The Long Ship, where I misspent much of my youth, was everything you would expect of a pub run by Watney’s on the ground floor of a 1960s office block. Its attractions for the students who made up most of the customers, however, were that it was central, large, mostly dark inside and, crucially, the bar staff never asked any questions about your age.

The beer, of course, was generally awful (Red Barrel! Star Light!), but the Ship did stock Worthington White Shield, originally called Worthington IPA, and named for the “white shield” trademark on the label .

Beer&Skittles beermat
The beermat produced to publicise "Beer and Skittles"

In 1976 my then girlfriend had bought me my first ever book on beer, Richard Boston’s Beer and Skittles. Boston wrote one of the pioneering columns on beer and pubs, in The Guardian, which started in 1973, and probably did as much as Camra to turn people on to a proper appreciation of the glories of British beer. Beer and Skittles devoted several pages to White Shield, then one of only five surviving naturally conditioned bottled beers in Britain, correctly describing it as one of the world’s greatest brews.

Because it contained a yeasty sediment in the bottle, Boston revealed to his wondering readership, White Shield altered as it aged. The beer came into prime condition about four weeks after bottling, Boston informed us, and would then stay in condition for up to another nine months. As this was the 1970s, “best before” dates were still in the future, and the only indication of when a bottle had been filled was through the numbers, one to 13, printed on the label, and the nicks, one, two, three or four, cut into the label’s edge. The nicks indicated which quarter of the year the bottle had been filled in, the numbers showed which week of the quarter.
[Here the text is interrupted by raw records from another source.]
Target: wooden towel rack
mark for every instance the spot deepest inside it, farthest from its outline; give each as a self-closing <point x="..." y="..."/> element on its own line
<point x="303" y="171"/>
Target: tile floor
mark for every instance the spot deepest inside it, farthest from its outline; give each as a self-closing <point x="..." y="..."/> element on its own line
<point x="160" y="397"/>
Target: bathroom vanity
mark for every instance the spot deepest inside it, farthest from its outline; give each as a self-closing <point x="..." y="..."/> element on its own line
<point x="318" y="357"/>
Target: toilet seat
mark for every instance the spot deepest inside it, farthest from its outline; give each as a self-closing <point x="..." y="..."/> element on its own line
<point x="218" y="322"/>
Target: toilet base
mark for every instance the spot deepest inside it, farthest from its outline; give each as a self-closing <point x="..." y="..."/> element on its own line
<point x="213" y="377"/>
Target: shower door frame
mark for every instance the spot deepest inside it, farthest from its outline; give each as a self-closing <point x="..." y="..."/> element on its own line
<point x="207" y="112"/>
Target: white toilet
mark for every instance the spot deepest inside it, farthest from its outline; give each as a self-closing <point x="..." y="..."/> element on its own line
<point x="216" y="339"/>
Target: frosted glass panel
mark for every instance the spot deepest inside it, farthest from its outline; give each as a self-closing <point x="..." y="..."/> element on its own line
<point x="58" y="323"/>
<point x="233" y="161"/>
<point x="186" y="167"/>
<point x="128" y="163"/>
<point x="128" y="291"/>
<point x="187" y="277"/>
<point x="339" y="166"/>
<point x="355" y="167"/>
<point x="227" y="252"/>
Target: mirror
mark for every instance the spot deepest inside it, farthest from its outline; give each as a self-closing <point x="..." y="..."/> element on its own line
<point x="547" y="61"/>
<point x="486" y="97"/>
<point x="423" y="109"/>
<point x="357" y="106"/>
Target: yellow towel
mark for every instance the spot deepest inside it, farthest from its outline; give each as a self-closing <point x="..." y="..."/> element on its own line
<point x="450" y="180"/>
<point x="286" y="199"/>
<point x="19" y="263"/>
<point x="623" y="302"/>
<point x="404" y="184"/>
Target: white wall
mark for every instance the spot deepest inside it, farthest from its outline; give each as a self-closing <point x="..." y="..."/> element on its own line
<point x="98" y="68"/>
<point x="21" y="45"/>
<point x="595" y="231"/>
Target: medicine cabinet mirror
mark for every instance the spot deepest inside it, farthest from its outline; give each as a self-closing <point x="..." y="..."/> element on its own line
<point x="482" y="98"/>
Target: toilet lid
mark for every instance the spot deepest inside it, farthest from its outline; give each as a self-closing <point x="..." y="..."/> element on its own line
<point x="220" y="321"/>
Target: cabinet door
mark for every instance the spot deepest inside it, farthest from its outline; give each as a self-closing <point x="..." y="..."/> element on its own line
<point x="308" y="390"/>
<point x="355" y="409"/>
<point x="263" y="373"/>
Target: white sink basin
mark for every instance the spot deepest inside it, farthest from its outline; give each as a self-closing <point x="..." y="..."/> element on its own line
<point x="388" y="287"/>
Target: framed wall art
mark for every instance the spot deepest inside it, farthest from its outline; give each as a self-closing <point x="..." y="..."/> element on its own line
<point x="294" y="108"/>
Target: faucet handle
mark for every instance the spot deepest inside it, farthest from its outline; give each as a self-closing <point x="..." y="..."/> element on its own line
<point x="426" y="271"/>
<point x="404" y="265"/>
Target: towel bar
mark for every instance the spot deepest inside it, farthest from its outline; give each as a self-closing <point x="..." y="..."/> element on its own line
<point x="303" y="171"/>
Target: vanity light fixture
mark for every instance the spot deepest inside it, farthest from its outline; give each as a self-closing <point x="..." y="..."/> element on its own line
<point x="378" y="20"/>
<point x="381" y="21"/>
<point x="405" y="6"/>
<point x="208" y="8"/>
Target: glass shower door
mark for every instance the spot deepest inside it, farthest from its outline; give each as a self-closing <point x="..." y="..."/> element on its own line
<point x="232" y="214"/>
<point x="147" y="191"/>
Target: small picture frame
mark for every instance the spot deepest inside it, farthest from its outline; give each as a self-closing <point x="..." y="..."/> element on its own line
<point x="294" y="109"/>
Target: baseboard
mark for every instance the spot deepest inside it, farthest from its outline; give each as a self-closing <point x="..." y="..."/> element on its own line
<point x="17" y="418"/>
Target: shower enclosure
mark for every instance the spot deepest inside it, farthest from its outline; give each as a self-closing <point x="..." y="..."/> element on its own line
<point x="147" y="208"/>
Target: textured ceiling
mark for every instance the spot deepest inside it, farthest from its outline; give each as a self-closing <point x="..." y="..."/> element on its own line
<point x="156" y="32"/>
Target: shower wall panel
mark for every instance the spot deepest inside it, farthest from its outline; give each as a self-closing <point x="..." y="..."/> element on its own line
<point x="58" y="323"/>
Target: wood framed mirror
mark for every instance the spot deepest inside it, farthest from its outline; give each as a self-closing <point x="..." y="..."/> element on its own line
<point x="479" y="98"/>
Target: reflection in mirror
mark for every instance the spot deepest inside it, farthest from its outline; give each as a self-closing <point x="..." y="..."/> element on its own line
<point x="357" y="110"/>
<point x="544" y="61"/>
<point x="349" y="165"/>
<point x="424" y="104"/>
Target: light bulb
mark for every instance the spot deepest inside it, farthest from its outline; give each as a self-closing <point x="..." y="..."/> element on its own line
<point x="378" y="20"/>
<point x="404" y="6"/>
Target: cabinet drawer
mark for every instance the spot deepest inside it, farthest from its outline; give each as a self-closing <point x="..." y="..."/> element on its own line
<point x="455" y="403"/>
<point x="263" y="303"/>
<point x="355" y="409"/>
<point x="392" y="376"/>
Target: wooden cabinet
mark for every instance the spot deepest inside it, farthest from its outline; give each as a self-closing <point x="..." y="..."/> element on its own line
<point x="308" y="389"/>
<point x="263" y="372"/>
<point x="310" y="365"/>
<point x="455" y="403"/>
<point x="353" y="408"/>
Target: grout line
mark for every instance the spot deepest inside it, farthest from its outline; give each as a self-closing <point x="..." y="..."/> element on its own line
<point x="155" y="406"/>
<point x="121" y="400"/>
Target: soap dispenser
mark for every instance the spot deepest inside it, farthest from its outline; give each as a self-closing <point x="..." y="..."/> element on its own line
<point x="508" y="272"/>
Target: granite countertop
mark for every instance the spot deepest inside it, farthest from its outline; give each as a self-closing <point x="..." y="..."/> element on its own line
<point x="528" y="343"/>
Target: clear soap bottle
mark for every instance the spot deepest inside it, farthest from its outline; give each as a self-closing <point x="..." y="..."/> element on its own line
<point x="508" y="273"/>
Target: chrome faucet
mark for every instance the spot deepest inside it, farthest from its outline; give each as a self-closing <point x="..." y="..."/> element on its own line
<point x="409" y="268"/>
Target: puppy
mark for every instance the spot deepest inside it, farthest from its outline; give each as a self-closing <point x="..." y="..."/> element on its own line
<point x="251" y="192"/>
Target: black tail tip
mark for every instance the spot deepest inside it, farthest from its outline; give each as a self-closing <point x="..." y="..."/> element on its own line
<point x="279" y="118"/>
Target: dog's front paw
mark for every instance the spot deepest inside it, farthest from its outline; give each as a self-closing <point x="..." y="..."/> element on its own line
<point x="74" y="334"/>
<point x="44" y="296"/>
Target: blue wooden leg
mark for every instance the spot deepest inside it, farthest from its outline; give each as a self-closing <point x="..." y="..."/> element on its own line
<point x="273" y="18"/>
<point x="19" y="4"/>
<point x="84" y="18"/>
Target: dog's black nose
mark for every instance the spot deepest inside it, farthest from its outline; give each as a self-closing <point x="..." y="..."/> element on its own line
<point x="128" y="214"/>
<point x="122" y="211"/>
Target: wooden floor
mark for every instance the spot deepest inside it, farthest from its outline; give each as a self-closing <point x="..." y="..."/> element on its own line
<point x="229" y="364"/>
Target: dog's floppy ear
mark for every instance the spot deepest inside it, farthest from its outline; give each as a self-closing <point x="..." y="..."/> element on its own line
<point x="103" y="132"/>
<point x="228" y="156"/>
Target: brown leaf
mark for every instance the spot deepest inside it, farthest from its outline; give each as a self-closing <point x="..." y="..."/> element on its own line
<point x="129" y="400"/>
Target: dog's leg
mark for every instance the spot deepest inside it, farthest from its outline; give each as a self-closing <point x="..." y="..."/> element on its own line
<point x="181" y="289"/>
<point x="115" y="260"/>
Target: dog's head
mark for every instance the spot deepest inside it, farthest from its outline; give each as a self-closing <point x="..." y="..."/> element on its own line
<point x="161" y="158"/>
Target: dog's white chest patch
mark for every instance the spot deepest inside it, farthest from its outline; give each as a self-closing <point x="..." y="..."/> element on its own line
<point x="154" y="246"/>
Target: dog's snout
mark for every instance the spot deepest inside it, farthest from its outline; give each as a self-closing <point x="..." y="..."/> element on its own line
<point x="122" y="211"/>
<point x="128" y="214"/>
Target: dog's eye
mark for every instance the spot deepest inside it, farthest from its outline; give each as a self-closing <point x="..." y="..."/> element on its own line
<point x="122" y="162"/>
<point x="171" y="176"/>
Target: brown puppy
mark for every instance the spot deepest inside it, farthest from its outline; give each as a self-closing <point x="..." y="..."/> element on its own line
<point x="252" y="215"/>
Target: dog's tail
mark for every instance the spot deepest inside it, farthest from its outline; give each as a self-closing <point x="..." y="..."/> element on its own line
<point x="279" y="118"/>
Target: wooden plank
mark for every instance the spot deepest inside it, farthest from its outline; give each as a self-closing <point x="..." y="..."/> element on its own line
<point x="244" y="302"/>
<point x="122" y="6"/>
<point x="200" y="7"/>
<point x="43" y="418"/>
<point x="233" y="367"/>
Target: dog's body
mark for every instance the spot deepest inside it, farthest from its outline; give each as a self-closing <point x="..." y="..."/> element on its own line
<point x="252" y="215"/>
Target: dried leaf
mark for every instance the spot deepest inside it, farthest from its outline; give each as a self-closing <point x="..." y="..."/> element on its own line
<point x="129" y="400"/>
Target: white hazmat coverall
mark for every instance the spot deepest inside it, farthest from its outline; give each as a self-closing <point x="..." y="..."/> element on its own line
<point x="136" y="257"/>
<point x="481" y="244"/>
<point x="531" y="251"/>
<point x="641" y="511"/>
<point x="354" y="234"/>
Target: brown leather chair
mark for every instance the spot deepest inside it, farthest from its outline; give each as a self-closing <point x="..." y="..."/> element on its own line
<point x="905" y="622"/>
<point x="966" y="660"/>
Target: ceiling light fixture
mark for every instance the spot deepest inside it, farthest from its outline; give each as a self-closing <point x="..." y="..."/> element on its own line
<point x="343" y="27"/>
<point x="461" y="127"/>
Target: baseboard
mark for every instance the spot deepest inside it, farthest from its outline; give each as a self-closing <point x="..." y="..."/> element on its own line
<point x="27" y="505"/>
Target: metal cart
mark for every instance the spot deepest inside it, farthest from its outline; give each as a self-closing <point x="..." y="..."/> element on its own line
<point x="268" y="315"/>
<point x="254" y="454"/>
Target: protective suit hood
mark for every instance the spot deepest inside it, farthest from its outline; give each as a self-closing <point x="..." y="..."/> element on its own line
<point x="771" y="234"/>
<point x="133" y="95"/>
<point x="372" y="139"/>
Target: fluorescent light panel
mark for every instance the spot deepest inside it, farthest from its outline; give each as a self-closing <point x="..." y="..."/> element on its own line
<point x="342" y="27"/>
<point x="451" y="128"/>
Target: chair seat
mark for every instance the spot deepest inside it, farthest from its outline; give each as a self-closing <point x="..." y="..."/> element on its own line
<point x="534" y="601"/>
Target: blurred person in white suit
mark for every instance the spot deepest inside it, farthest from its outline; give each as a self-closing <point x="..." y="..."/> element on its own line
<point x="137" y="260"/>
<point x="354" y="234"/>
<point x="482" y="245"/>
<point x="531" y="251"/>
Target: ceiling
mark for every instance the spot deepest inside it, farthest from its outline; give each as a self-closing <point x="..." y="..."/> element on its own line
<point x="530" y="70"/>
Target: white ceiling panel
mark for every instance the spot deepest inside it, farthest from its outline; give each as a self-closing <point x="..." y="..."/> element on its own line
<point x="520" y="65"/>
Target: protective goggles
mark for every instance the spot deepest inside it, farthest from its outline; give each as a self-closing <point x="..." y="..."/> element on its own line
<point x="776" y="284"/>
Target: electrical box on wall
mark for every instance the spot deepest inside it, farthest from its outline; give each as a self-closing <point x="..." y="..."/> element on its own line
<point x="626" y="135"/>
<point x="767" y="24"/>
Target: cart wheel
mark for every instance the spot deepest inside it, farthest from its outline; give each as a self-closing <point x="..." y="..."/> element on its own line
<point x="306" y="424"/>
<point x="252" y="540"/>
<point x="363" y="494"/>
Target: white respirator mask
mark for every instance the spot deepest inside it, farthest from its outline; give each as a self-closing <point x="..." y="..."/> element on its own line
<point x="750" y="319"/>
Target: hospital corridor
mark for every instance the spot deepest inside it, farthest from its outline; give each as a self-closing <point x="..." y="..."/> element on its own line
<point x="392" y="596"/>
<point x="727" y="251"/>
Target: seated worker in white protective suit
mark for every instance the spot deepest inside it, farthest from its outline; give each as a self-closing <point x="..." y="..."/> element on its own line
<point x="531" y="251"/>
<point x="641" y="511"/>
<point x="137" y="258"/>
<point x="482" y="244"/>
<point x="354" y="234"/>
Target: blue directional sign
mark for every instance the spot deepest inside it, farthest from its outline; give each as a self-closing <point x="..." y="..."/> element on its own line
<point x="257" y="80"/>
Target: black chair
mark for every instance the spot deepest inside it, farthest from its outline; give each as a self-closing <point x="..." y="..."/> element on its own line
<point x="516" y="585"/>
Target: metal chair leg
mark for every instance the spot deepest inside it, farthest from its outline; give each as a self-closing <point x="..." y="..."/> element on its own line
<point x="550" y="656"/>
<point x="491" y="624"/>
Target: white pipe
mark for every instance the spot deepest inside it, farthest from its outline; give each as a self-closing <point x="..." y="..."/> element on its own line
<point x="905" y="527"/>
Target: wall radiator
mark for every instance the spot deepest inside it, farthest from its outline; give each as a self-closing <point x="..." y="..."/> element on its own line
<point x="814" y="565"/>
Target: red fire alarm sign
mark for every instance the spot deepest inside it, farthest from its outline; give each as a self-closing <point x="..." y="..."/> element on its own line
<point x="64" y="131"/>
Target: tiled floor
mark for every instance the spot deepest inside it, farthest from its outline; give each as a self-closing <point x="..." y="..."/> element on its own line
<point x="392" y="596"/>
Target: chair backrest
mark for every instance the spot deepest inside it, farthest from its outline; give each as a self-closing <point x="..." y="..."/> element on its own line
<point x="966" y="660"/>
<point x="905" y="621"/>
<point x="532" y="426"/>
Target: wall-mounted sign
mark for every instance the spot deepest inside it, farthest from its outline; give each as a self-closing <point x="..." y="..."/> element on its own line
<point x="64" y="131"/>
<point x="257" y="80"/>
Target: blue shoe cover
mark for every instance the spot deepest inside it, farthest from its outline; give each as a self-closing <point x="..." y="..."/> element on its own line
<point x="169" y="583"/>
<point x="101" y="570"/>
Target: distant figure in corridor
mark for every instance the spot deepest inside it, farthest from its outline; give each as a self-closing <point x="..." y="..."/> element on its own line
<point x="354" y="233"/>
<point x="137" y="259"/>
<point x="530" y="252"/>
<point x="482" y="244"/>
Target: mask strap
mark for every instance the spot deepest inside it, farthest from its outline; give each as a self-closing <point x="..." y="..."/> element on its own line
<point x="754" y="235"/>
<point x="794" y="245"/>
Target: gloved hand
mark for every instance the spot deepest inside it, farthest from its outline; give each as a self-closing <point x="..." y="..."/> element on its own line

After 10 months, Boston, said, White Shield went out of condition, and could develop a sulphury taste (not surprising, since it was made with the notoriously sulphury well-water of Burton). But if the drinker could hang on for “as long as fifteen months, one of two things may happen. If you are very unlucky, it will develop a really unpleasant flavour. Most bottles, however, should come back into condition with a flavour that is different from the original but which some connoisseurs consider to be even better.”